The immigration reform package, approved by a conference committee Thursday, would allow Secretary of Health and Human Services Louis W. Sullivan to remove rules barring individuals who test positive for AIDS or HIV infections from entering the country.
Harvard has strenuously protested the restricitons, and this summer threatened to drop sponsorship of the eighth annual International AIDS conference if the rules were not changed by November 1.
In fact, the entire AIDS conference might have been moved to a different country without the change in U.S. immigration policy, said John Shattuck, Harvard vice president for government, community and public affairs.
The sixth annual AIDS conference held in San Fransisco this summer was boycotted by some scientists and AIDS advocacy groups protesting the law.
Harvard has been coordinating its lobbying efforts with Senator Edward M. Kennedy '52-'54 (D-Mass.), who spearheaded the proposed immigration changes along with Rep. Barney Frank '61-'62 (D-Mass.).
"The bill opens the way for rational travel policies that don't discriminate against people with HIV," said Allan Fine, executive director of the Harvard AIDS Institute.
Both Harvard officials and congressional aides were optimistic that the bill would win easy approval, despite opposition from conservative Senator Jesse Helms (R-N.C.).
"If for some reason [the bill] was held up before they were out of session it would be a tragedy, considering the consensus," said Fine.
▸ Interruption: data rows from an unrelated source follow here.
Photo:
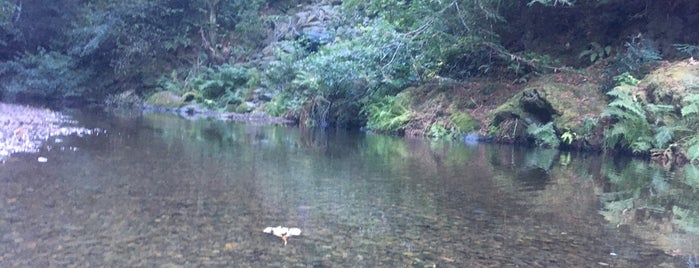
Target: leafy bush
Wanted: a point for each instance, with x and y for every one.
(389, 114)
(639, 51)
(463, 122)
(544, 135)
(439, 130)
(225, 83)
(49, 75)
(631, 130)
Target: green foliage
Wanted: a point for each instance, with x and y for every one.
(463, 122)
(691, 50)
(552, 2)
(49, 75)
(639, 51)
(568, 137)
(544, 135)
(389, 114)
(226, 84)
(596, 52)
(439, 130)
(632, 129)
(691, 107)
(626, 79)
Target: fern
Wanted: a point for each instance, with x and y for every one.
(624, 106)
(390, 114)
(632, 129)
(693, 148)
(544, 135)
(663, 136)
(692, 106)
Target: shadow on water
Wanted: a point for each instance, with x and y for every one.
(157, 190)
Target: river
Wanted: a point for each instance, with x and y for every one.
(161, 191)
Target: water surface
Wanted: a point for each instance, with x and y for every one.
(161, 191)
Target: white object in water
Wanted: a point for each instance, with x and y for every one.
(283, 232)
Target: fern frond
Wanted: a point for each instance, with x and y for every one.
(544, 135)
(692, 107)
(663, 135)
(693, 148)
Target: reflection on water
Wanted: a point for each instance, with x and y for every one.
(161, 191)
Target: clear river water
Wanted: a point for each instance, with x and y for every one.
(160, 191)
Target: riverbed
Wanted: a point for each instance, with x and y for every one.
(157, 190)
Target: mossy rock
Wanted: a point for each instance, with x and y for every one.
(671, 84)
(545, 100)
(463, 122)
(165, 99)
(243, 108)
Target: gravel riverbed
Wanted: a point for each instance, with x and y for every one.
(25, 128)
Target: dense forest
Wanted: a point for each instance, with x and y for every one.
(501, 68)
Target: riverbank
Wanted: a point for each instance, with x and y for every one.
(23, 129)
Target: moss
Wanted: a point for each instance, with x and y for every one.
(166, 99)
(671, 84)
(242, 108)
(463, 122)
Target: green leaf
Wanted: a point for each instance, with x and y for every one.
(663, 136)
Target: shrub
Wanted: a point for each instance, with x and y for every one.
(544, 135)
(49, 75)
(389, 114)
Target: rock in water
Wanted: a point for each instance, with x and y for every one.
(283, 232)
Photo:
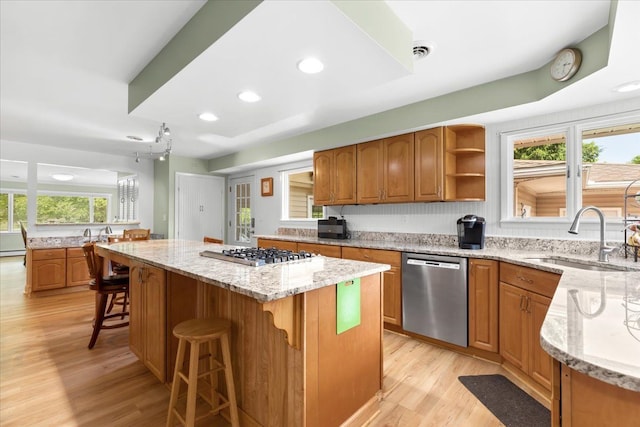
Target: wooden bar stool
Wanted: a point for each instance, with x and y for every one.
(196, 332)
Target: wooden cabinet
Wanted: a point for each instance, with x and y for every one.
(46, 268)
(77, 270)
(525, 297)
(588, 402)
(464, 163)
(334, 176)
(279, 244)
(428, 179)
(147, 318)
(483, 304)
(386, 170)
(392, 288)
(332, 251)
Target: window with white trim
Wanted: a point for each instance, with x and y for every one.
(297, 195)
(551, 172)
(13, 210)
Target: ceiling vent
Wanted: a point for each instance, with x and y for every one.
(421, 49)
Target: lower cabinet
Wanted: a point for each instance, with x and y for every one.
(147, 318)
(525, 297)
(483, 304)
(77, 271)
(392, 289)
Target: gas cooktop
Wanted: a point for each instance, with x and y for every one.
(256, 257)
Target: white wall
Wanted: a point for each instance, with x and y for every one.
(34, 154)
(440, 218)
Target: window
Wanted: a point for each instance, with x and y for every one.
(554, 171)
(128, 198)
(70, 208)
(13, 210)
(297, 200)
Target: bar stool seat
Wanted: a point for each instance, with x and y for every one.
(196, 332)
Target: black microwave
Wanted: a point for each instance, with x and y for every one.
(332, 228)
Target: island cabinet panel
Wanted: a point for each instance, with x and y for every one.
(77, 270)
(392, 294)
(483, 304)
(147, 316)
(47, 269)
(280, 244)
(589, 402)
(428, 165)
Congressional aides said yesterday that many representatives supported changing the immigration laws covering diseases and ideological beliefs because the rules had become out-dated.
"The bill is a comprehensive rewrite of laws that have been on the books since the McCarthy era," said Peter Kovar, a legislative assistant to Frank. "This is the first thorough revamping of [immigration laws] since 1952."
Shattuck said that Harvard officials were also pleased that the proposed law would allow an additional 250,000 people with technical skills into the country each year for three years starting in 1992.
"For our purposes, it would include a whole range of students and faculty," he said.